Por Eduardo

Aunque este artículo, en su título es dedicado al mercenario de conciencia Reinaldo, la segunda parte de este, en realidad no es de mi autoría. El día 30 salió publicado en el diario “Juventud Rebelde” un artículo del periodista Luis Hernández Serranos, denominado “Cincuenta mentiras del imperio” en su versión digital, y “Cincuenta guayabas del imperio” en su versión impresa. Para los lectores no cubanos, aclaramos que en Cuba una guayaba, además de la susodicha fruta, es sinónimo de una mentira colosal, tremebunda y desmesurada. Tenía dos opciones, o ponía la URL, o agregaba el artículo a continuación de este texto. Me decidí por la segunda variante, con el objetivo de facilitarles la tarea a nuestros lectores.
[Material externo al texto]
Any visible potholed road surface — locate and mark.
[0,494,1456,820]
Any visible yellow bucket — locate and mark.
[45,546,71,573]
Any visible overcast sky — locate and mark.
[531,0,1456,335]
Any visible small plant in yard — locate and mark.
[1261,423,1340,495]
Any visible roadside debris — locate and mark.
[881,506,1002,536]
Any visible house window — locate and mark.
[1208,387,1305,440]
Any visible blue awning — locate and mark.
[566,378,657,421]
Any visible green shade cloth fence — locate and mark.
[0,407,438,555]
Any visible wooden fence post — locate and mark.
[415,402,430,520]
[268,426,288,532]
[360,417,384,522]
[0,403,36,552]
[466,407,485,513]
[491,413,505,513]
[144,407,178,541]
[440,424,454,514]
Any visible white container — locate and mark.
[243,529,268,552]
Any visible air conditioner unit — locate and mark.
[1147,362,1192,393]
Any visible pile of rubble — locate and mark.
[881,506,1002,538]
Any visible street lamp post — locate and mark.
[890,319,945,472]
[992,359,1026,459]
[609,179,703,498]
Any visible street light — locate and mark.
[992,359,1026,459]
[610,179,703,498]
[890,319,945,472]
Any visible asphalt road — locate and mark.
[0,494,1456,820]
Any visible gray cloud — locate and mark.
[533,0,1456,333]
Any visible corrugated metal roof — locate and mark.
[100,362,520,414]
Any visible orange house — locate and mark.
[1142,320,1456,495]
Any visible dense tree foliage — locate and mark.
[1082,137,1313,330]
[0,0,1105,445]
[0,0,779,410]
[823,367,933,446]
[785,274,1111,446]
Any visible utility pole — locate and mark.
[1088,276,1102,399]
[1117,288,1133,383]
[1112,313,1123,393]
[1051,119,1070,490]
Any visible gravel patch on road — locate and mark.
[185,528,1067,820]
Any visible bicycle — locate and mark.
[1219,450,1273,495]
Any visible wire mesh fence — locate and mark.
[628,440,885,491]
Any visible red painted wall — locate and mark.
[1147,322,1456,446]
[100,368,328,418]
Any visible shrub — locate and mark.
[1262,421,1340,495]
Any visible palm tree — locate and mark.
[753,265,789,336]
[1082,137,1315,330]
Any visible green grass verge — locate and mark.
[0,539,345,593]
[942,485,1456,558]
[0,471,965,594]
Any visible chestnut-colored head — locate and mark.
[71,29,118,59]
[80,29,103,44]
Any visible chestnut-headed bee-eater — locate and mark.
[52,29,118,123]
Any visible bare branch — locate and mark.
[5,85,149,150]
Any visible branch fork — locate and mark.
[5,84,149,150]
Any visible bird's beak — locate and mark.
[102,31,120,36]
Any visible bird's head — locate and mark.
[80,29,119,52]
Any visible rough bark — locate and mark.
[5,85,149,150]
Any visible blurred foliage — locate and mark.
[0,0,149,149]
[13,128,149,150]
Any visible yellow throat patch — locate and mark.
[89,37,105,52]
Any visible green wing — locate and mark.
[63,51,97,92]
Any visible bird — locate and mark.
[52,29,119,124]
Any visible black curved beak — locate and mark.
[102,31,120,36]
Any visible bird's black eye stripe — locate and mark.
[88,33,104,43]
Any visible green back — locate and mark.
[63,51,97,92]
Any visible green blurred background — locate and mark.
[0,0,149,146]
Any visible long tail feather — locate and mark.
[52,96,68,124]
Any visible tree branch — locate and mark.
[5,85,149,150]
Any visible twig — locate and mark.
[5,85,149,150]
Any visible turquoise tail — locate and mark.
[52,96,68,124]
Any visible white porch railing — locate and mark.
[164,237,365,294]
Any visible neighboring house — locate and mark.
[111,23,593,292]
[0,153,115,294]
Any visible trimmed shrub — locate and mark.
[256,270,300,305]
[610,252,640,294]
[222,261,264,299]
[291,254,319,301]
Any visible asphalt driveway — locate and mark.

Ahora bien; desde que leí un comentario del apátrida de Reinaldo, en el cual mencionaba el hecho de que nuestro héroe epónimo, el comandante Ernesto “Che” Guevara había suplicado por su vida en el momento de su asesinato, me tracé como tarea dar respuesta merecida a tan cobarde infamia. Este mercenario de la palabra, porque ya no nos queda ninguna duda de que le han encargado como tarea atacarnos en este blog, y que de seguro está cobrando por eso, se hace eco de la versión que de este suceso infamante proclama, inclusive en videos de la televisión mayamera, el agente de la CIA, y asesino Félix Rodríguez Mendigutía. Este ser despreciable, que se pasea orondo por las calles de Miami, portando en una de sus muñecas el reloj que le quitara al cadáver del Che. Para apropiarse de este trofeo, de infamia, porque no se puede decir que es un trofeo de guerra, aprovechó el momento en que por órdenes del gobierno norteamericano le cortaban las manos al Guerrillero Heroico.